Fed Cup: Argentinien - Deutschland

Müller sorgt für Ausgleich

Buenos Aires - Rückkehrerin Martina Müller hat die Auftaktpleite von Sabine Lisicki wettgemacht und den deutschen Tennis-Damen im Fed-Cup-Abstiegsduell in Argentinien den Ausgleich zum 1:1 beschert.

Martina Müller, Tennis
© DPA

Die 25 Jahre alte deutsche Nummer eins feierte in Buenos Aires in 53 Minuten einen ungefährdeten 6:1, 6:0- Erfolg gegen Jorgelina Cravero und hielt damit die Hoffnungen auf den Verbleib in der Weltgruppe der besten acht Teams aufrecht.

"Großen Respekt vor dieser starken Leistung", sagte Bundestrainerin Barbara Rittner. "Martina hat in dieser schwierigen Situation ihre ganze Erfahrung ausgespielt. So ist wieder alles offen."

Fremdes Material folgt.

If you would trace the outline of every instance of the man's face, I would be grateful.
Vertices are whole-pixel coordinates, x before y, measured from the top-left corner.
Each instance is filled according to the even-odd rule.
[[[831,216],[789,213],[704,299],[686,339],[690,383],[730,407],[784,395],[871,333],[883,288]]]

Lisicki auf verlorenem Posten 

Am Sonntag stehen zwei weitere Einzel und das abschließende Doppel auf dem Programm. Nur der Sieger bleibt im kommenden Jahr in der Weltgruppe, der Verlierer steigt in die Weltgruppe II ab.

Nachwuchshoffnung Lisicki hatte sich im "Pilara Tenis Club" Gisela Dulko 2:6, 2:6 geschlagen geben müssen. "Sabine hat leider nie richtig zu ihrem Spiel gefunden auf der langsamen Asche", sagte Rittner einen Tag nach ihrem 35. Geburtstag.

Die 18 Jahre alte Berlinerin Lisicki, die bei den Australian Open mit dem Drittrunden- Einzug für Furore gesorgt und bei ihrem Fed-Cup-Debüt in den USA Anfang Februar die frühere Nummer eins Lindsay Davenport geschlagen hatte, stand in dem nur 70 Minuten dauernden Match auf verlorenem Posten.

"Sie war heute einfach die bessere Spielerin", sagte die Weltranglisten-103. über die knapp 60 Plätze besser platzierte Dulko.

Überglückliche Müller 

Dagegen machte die Weltranglisten-72. Martina Müller, die erstmals seit zwei Jahren nach dem Streit mit dem Deutschen Tennis Bund (DTB) und Rittner wieder im DTB-Aufgebot stand, kurzen Prozess mit der Nummer 158 der Tennis-Welt.

"Ich habe heute sehr gut gespielt und bin überglücklich über diesen Sieg", sagte Martina Müller.

In den Halbfinals ging Titelverteidiger Russland gegen die ersatzgeschwächten Amerikanerinnen ebenso 2:0 in Führung wie Spanien gegen China.

In Moskau setzte sich Anna Tschakwetadse mit 6:4, 7:5 gegen Vania King durch, Swetlana Kusnezowa ließ Fed-Cup-Debütantin Ahsha Rolle beim 6:2, 6:1 keine Chance.

Bei der Partie in Peking kam Carla Suarez-Navarro zu einem 6:3, 7:6 (7:4)-Erfolg gegen Peng Shuai, Nuria Llagostera Vives zu einem 6:3, 6:4 gegen Jie Zheng.